So that was that. One pill a day and my mind would right itself, find a healthier rhythm and allow me to move forward.
Part 2: Now for the body
While the mind is without doubt the priority, I do consider myself a cyclist, after all, and cyclists generally require their bodies to conduct their orchestra.
Those who know me well will know that I've forever struggled with long-distance form on the bike. My neck always gives way, however spritely the rest of me feels, making anything remotely long distance somewhat of a slog at best and at worst, darn right miserable.
This somewhat distracts from the love of cycling, as while I see my friends and peers pushing themselves further and further and my social media amigos completing all manner of inspirational feats in an endless number of beautiful locations, seemingly without grief, whereas I find myself struggling to finish 100 miles. Unfair.
So to be clear, I've whinged about this for years. To anyone that would listen. Not to mention anyone that isn't listening, for that matter. I've seen bike fitters, I've done yoga, I've worked on my core (albeit not rigorously), osteopaths, physios and all the rest. Nothing has worked.
This year, I'm determined to fix this. I've been back to the physio, cycling-specific this time so that they might understand the various relatively niche struggles of riders. In fact, the chap I saw currently trains Team GB Paralympians, so knows a thing or two about unique physiology. So now I have some exercises, exercises I'm yet to actually do (obvs) but with complete intention.
Next, the elephant in the room that all cyclists try their best to avoid unless your name is Chris Hoy or Wout Van Aert. Strength training.
Until now, my lack of an arse (I don't mean in the anatomical sense, but rather the shape) has been a running joke between me and my wife. While the fact that I struggle to fill jeans is somewhat comical, it is also the very real embodiment of the weakness of my posterior chain (The muscles that make up the back of the body) hence is it really any wonder that I get neck pain?

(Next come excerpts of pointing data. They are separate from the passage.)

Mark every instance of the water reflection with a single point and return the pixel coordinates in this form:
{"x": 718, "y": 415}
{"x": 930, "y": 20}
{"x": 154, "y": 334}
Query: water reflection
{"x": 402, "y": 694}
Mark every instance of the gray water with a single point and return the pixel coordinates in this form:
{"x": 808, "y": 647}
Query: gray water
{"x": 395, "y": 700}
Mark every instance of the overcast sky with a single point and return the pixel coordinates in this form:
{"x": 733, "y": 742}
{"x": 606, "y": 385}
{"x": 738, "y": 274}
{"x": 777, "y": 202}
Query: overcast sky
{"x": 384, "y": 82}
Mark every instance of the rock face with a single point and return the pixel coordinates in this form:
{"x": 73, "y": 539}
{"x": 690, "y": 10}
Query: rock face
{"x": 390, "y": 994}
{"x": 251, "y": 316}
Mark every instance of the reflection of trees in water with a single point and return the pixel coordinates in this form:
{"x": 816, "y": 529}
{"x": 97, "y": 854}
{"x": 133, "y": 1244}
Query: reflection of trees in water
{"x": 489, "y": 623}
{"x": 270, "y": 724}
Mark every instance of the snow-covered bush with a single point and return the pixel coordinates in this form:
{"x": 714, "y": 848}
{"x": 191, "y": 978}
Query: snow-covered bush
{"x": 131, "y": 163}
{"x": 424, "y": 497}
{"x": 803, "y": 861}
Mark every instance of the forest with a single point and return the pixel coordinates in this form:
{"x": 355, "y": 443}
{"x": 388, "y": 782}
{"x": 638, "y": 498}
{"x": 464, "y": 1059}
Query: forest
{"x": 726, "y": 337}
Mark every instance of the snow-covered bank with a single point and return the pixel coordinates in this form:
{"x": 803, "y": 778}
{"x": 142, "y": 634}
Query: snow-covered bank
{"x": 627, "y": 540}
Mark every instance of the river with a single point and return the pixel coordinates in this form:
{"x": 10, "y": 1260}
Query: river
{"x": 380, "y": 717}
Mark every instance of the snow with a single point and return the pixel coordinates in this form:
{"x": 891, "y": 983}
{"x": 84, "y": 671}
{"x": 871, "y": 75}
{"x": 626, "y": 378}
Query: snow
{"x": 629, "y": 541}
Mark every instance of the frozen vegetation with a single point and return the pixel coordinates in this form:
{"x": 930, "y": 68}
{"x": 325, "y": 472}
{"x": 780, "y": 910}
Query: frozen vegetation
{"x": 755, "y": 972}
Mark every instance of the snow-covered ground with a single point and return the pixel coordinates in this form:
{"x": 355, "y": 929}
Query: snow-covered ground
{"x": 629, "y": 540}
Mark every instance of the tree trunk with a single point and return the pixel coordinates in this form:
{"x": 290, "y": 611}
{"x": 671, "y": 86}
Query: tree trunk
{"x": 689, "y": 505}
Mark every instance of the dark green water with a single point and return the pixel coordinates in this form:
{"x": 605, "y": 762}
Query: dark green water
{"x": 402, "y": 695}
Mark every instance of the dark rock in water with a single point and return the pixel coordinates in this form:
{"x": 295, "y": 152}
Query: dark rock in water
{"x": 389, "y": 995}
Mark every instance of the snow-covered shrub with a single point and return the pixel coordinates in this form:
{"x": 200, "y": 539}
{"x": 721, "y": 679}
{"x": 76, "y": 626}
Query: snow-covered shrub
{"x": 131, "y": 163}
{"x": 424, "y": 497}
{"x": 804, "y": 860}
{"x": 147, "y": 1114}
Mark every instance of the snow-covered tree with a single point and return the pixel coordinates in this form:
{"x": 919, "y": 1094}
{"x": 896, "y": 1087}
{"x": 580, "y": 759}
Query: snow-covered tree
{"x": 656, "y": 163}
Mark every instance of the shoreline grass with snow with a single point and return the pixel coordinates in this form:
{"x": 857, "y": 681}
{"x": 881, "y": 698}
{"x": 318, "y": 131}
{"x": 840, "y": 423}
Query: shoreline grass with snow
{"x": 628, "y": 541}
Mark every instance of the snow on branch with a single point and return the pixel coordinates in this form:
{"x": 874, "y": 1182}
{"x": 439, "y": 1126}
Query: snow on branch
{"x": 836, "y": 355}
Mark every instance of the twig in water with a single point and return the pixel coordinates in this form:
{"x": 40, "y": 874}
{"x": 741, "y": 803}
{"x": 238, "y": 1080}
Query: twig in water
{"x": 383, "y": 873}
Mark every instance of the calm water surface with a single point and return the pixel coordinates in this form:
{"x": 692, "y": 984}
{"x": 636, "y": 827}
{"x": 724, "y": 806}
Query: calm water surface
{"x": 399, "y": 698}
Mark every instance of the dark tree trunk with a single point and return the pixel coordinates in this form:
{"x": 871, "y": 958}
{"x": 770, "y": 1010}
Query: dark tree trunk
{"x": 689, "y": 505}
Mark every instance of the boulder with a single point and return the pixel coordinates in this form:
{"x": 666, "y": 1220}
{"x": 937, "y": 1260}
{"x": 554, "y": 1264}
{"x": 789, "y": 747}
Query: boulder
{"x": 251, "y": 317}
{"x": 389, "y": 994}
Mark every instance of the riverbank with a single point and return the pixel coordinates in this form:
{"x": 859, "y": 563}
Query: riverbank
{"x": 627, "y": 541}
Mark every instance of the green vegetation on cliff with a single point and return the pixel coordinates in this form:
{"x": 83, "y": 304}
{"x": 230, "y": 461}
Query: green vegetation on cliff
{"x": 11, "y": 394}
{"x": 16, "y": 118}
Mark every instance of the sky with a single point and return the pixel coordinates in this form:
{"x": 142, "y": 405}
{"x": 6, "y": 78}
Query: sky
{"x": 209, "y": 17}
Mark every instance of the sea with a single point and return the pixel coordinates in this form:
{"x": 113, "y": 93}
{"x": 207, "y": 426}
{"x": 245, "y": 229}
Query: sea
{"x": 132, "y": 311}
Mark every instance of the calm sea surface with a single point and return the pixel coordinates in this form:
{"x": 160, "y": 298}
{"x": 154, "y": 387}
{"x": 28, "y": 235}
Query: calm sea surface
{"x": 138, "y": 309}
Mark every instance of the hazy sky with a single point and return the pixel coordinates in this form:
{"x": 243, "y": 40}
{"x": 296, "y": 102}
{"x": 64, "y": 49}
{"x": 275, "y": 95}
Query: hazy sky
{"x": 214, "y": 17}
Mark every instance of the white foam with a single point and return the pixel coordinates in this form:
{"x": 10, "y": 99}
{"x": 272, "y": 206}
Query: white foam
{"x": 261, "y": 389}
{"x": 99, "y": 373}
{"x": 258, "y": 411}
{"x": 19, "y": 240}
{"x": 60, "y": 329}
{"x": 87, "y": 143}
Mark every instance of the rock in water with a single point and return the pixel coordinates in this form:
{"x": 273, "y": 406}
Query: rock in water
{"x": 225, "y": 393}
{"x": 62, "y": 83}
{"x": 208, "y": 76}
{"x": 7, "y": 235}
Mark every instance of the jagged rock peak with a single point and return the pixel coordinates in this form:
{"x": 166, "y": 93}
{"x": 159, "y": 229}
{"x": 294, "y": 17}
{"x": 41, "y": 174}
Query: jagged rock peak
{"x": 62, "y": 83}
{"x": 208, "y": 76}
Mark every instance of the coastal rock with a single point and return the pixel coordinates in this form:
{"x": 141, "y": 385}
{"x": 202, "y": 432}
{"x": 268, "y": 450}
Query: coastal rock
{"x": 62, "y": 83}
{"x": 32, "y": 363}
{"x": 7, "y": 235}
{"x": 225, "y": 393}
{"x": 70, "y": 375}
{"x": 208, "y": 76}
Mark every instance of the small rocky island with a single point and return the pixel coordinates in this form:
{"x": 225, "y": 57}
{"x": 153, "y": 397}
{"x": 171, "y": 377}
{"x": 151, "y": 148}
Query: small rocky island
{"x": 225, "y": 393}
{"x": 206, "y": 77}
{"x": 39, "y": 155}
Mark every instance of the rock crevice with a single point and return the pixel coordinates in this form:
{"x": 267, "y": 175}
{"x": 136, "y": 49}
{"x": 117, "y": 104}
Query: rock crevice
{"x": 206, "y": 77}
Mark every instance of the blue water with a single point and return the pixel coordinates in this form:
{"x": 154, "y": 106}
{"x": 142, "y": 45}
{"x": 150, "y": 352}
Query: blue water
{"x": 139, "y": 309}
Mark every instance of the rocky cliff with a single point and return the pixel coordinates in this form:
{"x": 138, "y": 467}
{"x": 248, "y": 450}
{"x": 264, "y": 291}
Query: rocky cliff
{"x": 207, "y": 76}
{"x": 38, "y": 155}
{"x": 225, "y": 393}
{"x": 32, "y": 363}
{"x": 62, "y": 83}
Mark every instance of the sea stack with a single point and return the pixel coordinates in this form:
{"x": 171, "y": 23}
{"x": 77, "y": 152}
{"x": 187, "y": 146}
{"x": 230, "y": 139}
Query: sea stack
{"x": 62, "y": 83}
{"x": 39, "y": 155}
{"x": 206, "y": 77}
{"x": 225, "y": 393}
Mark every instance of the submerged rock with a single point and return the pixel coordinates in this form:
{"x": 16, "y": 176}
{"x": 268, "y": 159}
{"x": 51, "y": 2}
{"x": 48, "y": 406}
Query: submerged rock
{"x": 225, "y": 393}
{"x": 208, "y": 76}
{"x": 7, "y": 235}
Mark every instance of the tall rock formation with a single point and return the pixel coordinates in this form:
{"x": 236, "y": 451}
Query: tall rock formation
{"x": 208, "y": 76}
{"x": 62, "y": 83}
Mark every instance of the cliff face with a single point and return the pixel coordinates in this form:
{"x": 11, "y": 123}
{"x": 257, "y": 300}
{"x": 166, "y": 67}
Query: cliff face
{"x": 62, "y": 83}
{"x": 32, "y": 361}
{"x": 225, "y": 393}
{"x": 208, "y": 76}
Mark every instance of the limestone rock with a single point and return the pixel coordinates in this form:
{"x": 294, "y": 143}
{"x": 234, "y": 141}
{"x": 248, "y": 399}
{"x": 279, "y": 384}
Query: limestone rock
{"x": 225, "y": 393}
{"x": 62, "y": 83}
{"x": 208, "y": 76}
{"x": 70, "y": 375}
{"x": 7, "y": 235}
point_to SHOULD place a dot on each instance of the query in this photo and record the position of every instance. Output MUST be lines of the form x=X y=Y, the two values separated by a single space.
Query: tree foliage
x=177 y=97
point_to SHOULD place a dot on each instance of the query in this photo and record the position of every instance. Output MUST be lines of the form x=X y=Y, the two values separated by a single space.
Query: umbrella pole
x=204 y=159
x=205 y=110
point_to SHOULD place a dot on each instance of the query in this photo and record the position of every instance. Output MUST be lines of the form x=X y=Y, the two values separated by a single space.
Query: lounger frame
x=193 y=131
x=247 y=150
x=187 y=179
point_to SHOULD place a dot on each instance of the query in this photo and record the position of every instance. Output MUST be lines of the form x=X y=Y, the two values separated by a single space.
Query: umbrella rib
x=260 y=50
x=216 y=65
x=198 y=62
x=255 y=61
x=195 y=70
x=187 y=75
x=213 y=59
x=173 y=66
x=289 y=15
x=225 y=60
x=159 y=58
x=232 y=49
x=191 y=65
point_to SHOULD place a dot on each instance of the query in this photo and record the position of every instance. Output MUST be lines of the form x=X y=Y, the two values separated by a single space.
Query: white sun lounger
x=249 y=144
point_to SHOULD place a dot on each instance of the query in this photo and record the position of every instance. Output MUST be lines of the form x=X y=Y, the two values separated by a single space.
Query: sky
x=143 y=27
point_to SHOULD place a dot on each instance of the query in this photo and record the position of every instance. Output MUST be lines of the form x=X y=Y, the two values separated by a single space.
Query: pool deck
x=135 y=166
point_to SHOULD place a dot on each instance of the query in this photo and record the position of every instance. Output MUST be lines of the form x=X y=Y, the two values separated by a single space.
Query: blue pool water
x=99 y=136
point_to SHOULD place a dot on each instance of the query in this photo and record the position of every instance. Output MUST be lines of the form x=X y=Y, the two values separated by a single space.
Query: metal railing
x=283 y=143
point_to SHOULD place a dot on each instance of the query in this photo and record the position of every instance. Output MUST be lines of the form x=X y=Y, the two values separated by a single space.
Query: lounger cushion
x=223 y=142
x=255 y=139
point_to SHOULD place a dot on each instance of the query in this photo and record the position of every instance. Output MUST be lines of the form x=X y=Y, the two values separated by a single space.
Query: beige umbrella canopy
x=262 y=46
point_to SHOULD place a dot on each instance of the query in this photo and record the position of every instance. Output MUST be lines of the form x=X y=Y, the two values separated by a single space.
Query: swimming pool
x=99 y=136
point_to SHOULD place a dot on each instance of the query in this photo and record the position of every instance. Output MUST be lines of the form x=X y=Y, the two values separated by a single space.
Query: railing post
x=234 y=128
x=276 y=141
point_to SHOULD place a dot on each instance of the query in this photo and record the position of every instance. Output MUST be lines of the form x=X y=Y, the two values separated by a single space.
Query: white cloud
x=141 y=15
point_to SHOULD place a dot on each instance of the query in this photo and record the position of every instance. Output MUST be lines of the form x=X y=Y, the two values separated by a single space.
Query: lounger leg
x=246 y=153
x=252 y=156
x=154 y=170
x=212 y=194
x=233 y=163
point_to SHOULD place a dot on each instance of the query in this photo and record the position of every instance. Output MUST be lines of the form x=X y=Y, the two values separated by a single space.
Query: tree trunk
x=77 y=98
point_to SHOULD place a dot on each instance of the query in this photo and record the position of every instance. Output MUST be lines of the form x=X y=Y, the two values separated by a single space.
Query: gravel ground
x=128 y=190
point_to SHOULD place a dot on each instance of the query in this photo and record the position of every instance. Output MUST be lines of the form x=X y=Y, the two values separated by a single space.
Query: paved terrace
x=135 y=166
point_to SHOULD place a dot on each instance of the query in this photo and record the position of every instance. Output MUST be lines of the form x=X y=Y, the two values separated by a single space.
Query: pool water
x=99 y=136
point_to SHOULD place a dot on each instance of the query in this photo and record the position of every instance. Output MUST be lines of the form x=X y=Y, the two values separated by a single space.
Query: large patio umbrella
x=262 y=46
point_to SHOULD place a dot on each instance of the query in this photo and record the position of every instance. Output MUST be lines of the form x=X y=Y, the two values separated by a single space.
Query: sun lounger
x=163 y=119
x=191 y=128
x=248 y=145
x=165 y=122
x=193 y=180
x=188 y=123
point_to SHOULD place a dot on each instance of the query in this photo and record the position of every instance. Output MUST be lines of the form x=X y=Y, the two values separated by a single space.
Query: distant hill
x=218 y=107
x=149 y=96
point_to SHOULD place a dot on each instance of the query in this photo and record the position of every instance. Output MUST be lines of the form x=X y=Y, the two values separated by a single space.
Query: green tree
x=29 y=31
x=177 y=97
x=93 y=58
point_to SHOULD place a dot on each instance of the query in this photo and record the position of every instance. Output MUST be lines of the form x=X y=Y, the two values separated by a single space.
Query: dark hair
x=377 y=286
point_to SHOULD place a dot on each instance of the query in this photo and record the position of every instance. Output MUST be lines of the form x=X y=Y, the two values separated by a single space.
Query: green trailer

Anyway, without digging into the somewhat boring ins and outs of my strength routine, my aim is to strengthen my body so as to unlock the potential of my cycling journey. Interestingly, for the first time in that journey, I feel unequivocably determined to finally solve the problem that has plagued for me the last 15 years. Can I get a hoo-rah?
So what am I building up to then?
It's not a secret that I'm in that time of life when life tends to change somewhat. There is always the chance that my family might grow and with that chance, comes the imminent and inevitable reality that I might soon have to make decisions that not only affect me and my wife, but a child that does not yet exist and hence, time is ticking to harness that rich and valuable selfishness.
To put it simply, next year might be my last opportunity to tick off some of my cycling bucket list and I fully intend to make the most of it.